Matt Matt - 7 months ago 14
Javascript Question

HTML5 data-* attribute type casting strings and numbers

Why is the value of

data-value="2.0"
cast to a String and the value of
data-value="2.5"
cast to a Number?
I can handle this fine within my function. I'm just trying to understand a little more about how Javascript handles Numbers and Strings. This kind of caught me off guard.

<a data-value="2.0">2.0</a>
<a data-value="2.5">2.5</a>




$("a").click(function() {
alert(typeof $(this).data( "value"));
});


[ Fiddle With It ]

Answer

Those values are simply strings to vanilla javascript; it's not attempting any conversion on its own.

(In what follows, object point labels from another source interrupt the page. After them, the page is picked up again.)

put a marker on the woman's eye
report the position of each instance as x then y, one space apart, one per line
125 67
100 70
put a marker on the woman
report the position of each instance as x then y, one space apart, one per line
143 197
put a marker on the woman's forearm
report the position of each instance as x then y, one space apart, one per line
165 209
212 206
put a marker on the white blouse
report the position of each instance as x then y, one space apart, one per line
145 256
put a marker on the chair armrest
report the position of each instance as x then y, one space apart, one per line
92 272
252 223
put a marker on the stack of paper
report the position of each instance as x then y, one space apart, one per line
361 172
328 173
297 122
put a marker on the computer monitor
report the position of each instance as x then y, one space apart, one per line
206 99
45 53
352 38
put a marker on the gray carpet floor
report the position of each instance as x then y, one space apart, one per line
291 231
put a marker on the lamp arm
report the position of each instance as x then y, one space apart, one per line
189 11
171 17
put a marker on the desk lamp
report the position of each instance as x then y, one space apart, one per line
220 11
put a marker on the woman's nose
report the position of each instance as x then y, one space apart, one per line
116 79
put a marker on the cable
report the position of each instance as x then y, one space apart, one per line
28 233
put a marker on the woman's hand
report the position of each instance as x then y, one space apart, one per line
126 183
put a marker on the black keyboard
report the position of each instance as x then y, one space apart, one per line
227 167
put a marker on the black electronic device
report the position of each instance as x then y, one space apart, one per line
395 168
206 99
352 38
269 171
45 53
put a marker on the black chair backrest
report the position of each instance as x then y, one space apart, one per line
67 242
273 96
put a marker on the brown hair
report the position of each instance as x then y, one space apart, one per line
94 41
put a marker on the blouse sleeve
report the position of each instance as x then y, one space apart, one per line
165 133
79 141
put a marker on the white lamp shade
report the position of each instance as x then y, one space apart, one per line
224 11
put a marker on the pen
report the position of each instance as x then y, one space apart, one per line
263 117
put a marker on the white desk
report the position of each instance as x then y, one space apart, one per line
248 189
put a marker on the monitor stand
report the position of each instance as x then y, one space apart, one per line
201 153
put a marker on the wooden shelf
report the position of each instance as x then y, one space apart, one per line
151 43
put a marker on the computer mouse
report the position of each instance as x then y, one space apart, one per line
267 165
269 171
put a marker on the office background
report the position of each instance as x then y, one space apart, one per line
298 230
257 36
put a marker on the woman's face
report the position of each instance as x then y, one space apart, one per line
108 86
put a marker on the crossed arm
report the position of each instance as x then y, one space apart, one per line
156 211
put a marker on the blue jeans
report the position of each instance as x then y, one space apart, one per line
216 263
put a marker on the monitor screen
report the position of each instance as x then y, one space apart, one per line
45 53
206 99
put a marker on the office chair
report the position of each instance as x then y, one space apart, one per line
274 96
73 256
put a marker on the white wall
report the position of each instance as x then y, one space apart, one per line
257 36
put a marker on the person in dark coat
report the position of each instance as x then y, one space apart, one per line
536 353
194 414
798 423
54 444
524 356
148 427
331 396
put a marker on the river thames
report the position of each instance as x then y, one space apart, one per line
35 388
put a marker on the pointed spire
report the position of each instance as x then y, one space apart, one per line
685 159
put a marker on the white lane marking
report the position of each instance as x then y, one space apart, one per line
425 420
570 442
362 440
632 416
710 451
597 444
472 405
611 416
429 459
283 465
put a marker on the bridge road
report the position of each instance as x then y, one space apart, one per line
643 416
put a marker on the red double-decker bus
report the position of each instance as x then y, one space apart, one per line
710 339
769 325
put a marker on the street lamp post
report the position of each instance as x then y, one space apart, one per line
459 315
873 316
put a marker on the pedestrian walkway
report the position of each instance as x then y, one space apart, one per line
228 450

[].forEach.call(document.querySelectorAll("a"), function(a){
    console.log("type: %s, value: %o", 
                typeof a.dataset.value, 
                a.dataset.value);
});
// type: string, value: "2.0"
// type: string, value: "2.5" 
<!-- console visualization; see http://meta.stackexchange.com/a/242491 -->
<script src="http://gh-canon.github.io/stack-snippet-console/console.min.js"></script>
<a data-value="2.0">2.0</a>
<a data-value="2.5">2.5</a>

jQuery, on the other hand, tries to determine and convert to the appropriate type when accessing data attributes via data(). It's (arguably) an issue with their implementation. Their documentation (emphasis mine) actually addresses this:

Every attempt is made to convert the string to a JavaScript value (this includes booleans, numbers, objects, arrays, and null). A value is only converted to a number if doing so doesn't change the value's representation. For example, "1E02" and "100.000" are equivalent as numbers (numeric value 100) but converting them would alter their representation so they are left as strings. The string value "100" is converted to the number 100.